45 NGOs and think tanks ask Christine Lagarde to put climate at the center of the ECB’s action

Ahead of the monetary policy meeting of April 30th, 45 NGOs and think tanks wrote an open letter to the President of the ECB, Christine Lagarde. In this letter, NGOs underline the importance of maintaining the work, launched with the review of the ECB’s monetary strategy, to integrate climate objectives into the ECB’s action. They call on the ECB to follow 5 essential guidelines to link economic and financial responses to the crisis and the construction of a resilient, just and sustainable economy.

Reclaim Finance stresses that these goals require the exclusion of fossil fuel assets from the ECB’s asset purchase programs and refinancing policy.

On April 30th, the ECB’s board of governors gathers to discuss the monetary response to the crisis. In an open letter, 45 NGOs and think-tanks urge Christine Lagarde not to sideline climate in its responses to Covid.

“Confronting Covid’s social and economic consequences, the ECB’s response cannot be timid. However, providing indiscriminate financing and not conditioning help to even the most polluting sectors that block the ecological transition is irresponsible. Refusing to change the ECB’s rules is opting for the status quo that pollutes and undermine European solidarity. How would you explain to European citizens that the ECB, with its quantitative easing, helps corporations like Fortum [1] whose subsidiary Uniper is building a coal power plant in Germany and that threatens to sue the Netherlands to oppose its decision to phase-out coal by 2030 ?” comments Lucie Pinson, Director of Reclaim Finance.

Numerous analysis have shown that the ECB’s monetary and prudential tools contribute to strengthen climate imbalances. The principle of market neutrality guiding asset purchases [2] and refinancing operations [3] and the lack of climate stress-tests [4] are to blame.

Trillion euros released by the ECB to respond to Covid [5] are amplifying these flaws.

Signatories of the letter call upon the ECB to let go of this reasoning and to continue with its strategic review in order to integrate climate risks and impacts to its policies and operations. They identify 5 essential guidelines to do so.

Paul Schreiber, in charge of the supervision of financial actors at Reclaim Finance, explains:

“Christine Lagarde has to remind herself of her 2019 climate commitments to adopt the ECB’s monetary and prudential policies to social and climate emergencies.

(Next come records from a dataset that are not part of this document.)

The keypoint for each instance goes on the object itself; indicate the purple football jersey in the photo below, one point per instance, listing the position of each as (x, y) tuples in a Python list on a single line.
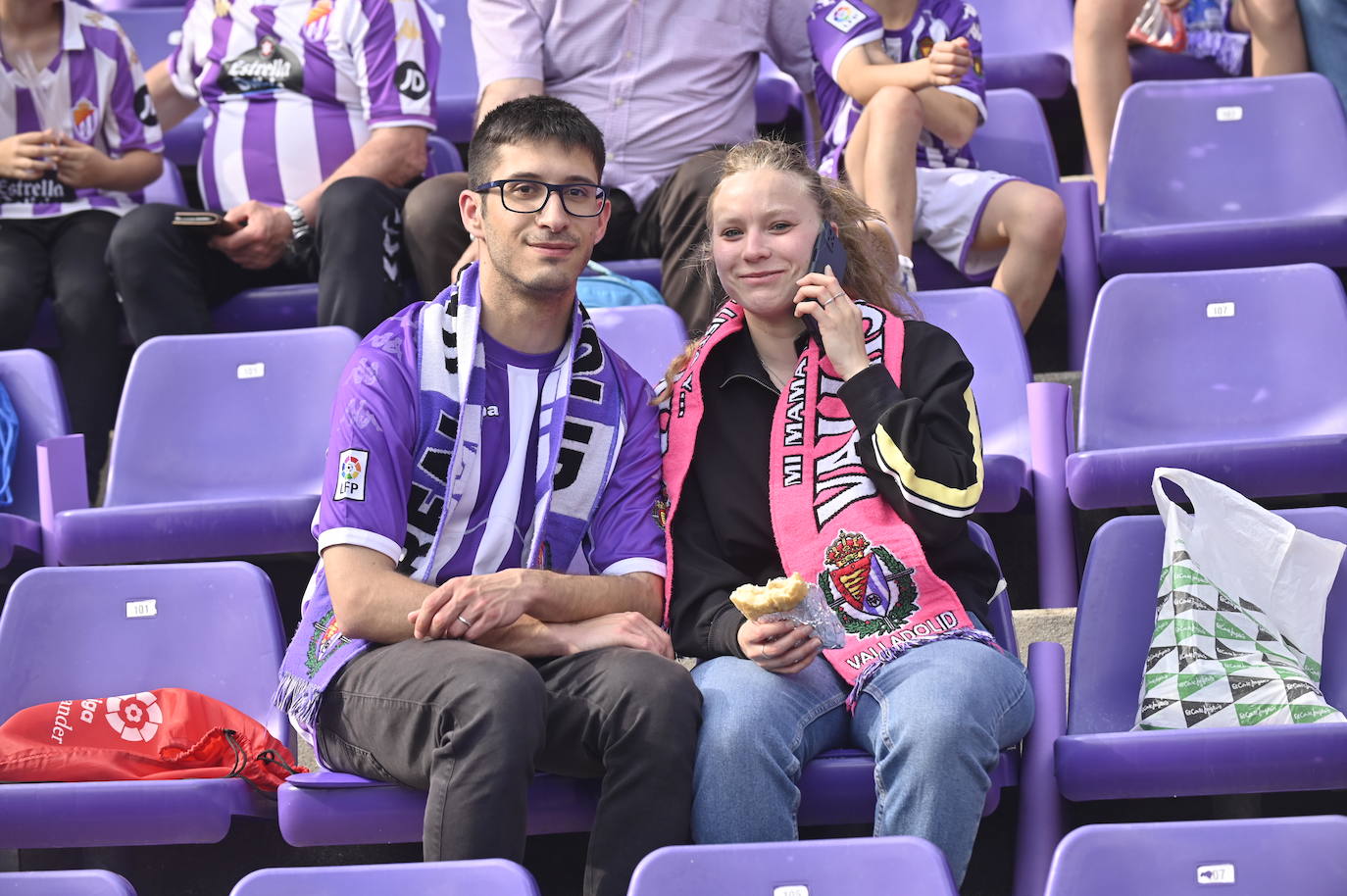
[(368, 499), (836, 27)]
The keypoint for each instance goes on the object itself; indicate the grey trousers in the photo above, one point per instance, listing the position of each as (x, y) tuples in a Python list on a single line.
[(472, 725)]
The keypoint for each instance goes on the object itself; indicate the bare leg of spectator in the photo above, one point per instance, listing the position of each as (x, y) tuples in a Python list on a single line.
[(1030, 223), (1102, 72), (881, 159), (1274, 25)]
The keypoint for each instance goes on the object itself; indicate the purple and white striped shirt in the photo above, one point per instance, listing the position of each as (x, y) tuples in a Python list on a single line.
[(374, 431), (836, 27), (96, 89), (294, 88)]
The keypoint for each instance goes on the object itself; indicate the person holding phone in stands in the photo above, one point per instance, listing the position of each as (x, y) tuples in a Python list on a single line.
[(853, 458), (79, 143)]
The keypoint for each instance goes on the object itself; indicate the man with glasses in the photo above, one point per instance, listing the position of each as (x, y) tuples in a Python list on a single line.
[(669, 82), (490, 581)]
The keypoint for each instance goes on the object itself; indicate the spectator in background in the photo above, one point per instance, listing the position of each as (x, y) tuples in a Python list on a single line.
[(901, 92), (1103, 71), (482, 607), (318, 114), (666, 81), (81, 142), (1325, 38)]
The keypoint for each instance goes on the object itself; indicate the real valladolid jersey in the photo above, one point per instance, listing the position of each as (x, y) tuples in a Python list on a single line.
[(93, 90), (294, 88)]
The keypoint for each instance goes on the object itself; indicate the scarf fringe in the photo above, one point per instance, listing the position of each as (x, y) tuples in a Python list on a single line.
[(889, 654), (299, 698)]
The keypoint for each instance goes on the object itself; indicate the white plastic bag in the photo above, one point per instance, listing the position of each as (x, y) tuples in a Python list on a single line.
[(1239, 620)]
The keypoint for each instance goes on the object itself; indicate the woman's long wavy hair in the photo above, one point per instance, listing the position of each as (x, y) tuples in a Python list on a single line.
[(867, 279)]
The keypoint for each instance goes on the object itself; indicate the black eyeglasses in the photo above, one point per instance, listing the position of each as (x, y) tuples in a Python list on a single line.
[(528, 197)]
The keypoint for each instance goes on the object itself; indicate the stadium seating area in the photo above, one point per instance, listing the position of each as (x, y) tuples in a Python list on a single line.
[(1203, 308)]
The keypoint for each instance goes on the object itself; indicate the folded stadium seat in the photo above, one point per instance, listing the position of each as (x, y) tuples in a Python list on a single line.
[(219, 452), (477, 877), (1013, 423), (1228, 373), (1086, 751), (818, 867), (1026, 47), (72, 882), (1016, 140), (1238, 857), (1226, 173), (208, 626), (334, 809), (34, 387), (647, 335)]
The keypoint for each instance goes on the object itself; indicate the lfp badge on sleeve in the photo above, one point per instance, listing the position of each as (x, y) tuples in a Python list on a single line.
[(350, 475)]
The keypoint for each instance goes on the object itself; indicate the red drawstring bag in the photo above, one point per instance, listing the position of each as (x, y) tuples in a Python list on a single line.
[(159, 734)]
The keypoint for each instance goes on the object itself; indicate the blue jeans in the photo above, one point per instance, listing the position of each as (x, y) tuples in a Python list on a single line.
[(935, 720)]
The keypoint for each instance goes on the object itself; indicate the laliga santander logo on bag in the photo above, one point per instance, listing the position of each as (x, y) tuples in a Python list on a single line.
[(135, 717)]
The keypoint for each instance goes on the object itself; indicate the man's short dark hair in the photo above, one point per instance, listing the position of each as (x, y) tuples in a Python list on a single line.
[(531, 121)]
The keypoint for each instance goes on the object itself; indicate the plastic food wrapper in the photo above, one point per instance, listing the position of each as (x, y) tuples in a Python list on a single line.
[(1160, 27), (813, 609)]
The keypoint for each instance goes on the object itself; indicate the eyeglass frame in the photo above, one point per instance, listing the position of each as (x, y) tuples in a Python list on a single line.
[(551, 189)]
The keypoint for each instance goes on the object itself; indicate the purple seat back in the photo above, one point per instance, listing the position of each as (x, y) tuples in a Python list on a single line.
[(647, 335), (817, 867), (1216, 356), (154, 29), (1227, 150), (477, 877), (71, 882), (1232, 857), (212, 628), (34, 387), (1016, 139), (1117, 615), (226, 416), (1026, 46), (986, 327)]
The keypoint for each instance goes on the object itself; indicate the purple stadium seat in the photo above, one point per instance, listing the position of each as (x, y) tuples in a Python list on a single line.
[(1012, 422), (331, 809), (1026, 47), (208, 626), (478, 877), (73, 882), (647, 335), (34, 387), (1226, 173), (809, 868), (1086, 751), (217, 452), (1016, 140), (1238, 857), (1223, 373)]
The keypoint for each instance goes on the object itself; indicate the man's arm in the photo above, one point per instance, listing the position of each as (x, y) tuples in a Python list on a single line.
[(170, 105), (393, 155), (374, 601), (504, 90), (867, 71)]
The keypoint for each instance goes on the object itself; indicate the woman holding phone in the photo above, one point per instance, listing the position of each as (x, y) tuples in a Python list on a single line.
[(78, 137), (854, 460)]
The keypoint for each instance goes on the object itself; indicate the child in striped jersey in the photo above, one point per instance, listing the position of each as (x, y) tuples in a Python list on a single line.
[(82, 140)]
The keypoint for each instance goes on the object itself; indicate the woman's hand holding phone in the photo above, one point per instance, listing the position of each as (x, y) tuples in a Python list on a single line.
[(822, 299)]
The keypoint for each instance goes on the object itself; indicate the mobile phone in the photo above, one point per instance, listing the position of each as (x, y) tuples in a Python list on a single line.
[(827, 251), (209, 223)]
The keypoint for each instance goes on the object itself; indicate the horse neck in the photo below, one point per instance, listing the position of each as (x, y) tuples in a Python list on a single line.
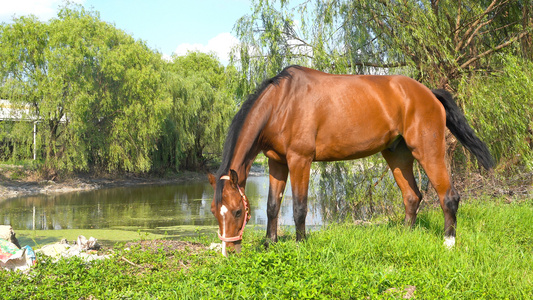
[(247, 146)]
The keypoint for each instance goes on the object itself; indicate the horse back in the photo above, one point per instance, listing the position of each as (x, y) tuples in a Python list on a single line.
[(336, 117)]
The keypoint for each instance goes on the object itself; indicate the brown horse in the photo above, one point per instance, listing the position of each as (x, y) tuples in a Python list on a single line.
[(303, 115)]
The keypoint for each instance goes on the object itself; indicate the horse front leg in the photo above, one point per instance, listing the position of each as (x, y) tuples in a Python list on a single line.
[(300, 169), (278, 173)]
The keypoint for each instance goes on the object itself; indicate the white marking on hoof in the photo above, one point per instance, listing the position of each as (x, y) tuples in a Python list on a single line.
[(224, 249), (449, 242)]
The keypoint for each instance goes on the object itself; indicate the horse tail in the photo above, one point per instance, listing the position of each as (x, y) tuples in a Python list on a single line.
[(458, 125)]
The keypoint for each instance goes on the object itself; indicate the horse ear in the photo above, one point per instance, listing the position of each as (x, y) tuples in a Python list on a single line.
[(233, 176), (212, 179)]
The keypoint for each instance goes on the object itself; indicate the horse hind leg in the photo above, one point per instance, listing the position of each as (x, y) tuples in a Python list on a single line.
[(432, 159), (278, 179), (400, 161)]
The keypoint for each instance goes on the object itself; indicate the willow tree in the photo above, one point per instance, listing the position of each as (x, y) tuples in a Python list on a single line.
[(434, 41), (441, 43), (96, 91), (201, 92)]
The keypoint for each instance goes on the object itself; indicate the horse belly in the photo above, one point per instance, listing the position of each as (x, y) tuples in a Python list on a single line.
[(349, 147), (343, 139)]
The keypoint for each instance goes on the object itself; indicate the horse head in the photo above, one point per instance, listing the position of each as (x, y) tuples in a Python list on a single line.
[(231, 209)]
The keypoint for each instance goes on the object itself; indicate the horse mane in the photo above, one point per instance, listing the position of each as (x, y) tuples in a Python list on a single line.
[(237, 124)]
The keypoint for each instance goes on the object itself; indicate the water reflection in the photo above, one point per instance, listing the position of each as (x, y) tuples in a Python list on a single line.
[(141, 208)]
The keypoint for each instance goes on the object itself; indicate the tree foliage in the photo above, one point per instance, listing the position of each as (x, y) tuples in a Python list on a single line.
[(434, 41), (202, 105), (443, 44), (96, 91)]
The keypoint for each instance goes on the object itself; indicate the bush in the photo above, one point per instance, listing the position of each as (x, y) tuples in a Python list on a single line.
[(500, 108)]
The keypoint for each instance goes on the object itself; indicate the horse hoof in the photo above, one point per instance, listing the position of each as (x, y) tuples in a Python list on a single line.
[(449, 242)]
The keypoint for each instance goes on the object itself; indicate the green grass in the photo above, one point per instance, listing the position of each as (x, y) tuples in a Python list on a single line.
[(493, 259)]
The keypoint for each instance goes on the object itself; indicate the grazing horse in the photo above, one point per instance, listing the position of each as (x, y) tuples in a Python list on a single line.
[(303, 115)]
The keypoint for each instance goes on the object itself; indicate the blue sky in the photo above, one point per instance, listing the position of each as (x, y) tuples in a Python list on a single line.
[(166, 26)]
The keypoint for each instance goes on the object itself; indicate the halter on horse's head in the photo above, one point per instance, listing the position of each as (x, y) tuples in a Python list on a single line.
[(232, 210)]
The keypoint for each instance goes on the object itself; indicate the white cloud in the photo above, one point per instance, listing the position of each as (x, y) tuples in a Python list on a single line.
[(43, 9), (220, 45)]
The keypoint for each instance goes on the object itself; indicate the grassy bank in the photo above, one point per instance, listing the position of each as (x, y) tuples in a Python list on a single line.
[(493, 258)]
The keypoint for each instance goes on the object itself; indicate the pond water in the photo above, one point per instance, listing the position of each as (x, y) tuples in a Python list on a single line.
[(173, 210)]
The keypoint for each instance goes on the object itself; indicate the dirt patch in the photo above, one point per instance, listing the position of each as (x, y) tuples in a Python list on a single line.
[(166, 245), (30, 184)]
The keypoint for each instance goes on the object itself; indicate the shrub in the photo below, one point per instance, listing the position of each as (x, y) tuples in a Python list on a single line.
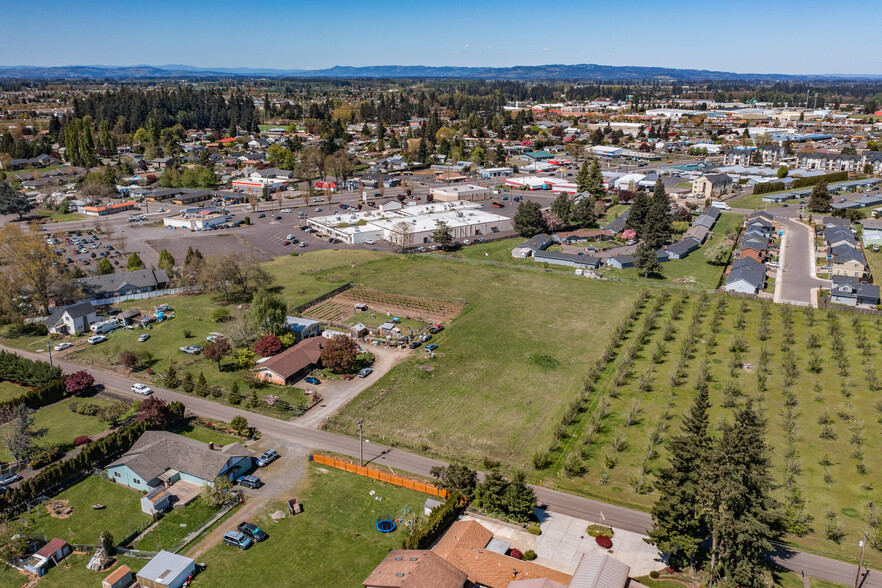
[(599, 531)]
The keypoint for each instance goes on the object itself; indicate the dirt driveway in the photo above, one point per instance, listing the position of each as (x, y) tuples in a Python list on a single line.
[(337, 393), (280, 479)]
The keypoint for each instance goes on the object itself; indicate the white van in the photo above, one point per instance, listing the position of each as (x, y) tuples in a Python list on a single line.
[(106, 326)]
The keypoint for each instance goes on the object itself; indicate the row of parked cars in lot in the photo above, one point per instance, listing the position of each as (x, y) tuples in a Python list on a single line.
[(247, 534)]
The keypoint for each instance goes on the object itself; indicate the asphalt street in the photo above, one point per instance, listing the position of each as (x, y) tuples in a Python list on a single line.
[(396, 459)]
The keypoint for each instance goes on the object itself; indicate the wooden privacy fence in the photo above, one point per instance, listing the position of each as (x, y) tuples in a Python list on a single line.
[(378, 475)]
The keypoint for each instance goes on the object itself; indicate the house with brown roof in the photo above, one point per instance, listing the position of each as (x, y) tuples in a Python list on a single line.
[(291, 364), (415, 568), (465, 546)]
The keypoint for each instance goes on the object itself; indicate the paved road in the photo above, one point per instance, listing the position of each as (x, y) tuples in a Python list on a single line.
[(395, 459), (797, 278)]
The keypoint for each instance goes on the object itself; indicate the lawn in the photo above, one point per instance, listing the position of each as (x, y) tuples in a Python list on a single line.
[(176, 525), (121, 517), (834, 417), (695, 269), (63, 426), (8, 391), (338, 523), (503, 372)]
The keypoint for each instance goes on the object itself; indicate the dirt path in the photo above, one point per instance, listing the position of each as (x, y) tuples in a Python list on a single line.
[(280, 479), (337, 393)]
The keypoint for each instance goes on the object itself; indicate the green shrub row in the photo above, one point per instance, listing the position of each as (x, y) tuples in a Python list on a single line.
[(50, 480), (29, 372), (441, 518)]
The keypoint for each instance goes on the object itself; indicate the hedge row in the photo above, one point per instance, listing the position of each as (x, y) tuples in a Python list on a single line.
[(768, 187), (38, 397), (828, 178), (29, 372), (441, 518), (93, 455)]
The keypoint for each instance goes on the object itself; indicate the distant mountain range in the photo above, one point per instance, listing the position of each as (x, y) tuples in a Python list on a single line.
[(557, 72)]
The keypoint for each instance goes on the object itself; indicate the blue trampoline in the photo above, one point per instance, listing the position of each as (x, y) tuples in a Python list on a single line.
[(385, 524)]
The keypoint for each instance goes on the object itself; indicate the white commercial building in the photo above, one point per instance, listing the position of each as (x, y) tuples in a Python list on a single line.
[(465, 219), (195, 221)]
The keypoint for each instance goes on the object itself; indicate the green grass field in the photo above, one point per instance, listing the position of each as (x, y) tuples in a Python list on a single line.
[(176, 525), (338, 521), (504, 370), (121, 517)]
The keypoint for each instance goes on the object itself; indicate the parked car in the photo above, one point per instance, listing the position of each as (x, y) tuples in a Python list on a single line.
[(267, 458), (253, 532), (141, 389), (249, 481), (6, 479), (237, 539)]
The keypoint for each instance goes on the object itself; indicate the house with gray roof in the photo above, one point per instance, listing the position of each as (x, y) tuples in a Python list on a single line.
[(161, 458)]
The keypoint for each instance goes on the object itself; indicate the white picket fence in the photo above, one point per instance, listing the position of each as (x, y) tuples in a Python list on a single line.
[(144, 295)]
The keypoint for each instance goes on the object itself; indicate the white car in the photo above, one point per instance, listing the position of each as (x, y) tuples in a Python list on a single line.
[(141, 389)]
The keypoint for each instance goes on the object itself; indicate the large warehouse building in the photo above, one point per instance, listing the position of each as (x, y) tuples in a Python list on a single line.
[(465, 220)]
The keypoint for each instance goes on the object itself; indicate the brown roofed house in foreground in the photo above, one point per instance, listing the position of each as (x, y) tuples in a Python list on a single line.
[(414, 568)]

In 2019, she took position for the progressive removal of polluting assets of the ECB’s balance and the greening of the prudential framework. We expect nothing less today: giving up on European climate objectives would be validating the apparition of future disasters similar to the one we are currently facing. The most polluting businesses, starting with coal and the air sector, have to be excluded from ECB’s policies.”

[1] The list of corporate asset purchases (CSPP) include several companies linked to coal, such as Fortum, Enel, Engie, EnBW. It also includes numerous enterprises from the fossil fuel sector, like Total, Eni or Royal Dutch Schell. It is necessary to immediately exclude from the list of eligible assets corporations that do not commit to a coal phase-out, by 2030 in Europe and the OECD and 2040 worlwide, and to stop unconventional oil and gas and the development of new fossil fuel projects or infrastructures, and that do not adopt a 1.5°C alignment strategy.

[2] The ECB’s asset purchase program (or quantitative easing) finance numerous polluting corporations, including in the fossil fuel sector.

[3] The ECB’s refinancing policy, that allows banks to get financed by depositing assets to central banks without taking any environmental criteria into account, contributes to the asset value of fossil fuel assets and allows banks to obtain liquidity in exchange for highly polluting assets.

[4] With a prudential rules that don’t integrate climate-related risks, the ECB puts “brown” and “green” assets on the same level and increases financial risks for the whole financial system.

[5] Asset purchases will reach 1100 billion for 2020 and 3000 billion in liquidity will be released in a single year, thanks to a refinancing policy that favors banks and that accepts riskier assets.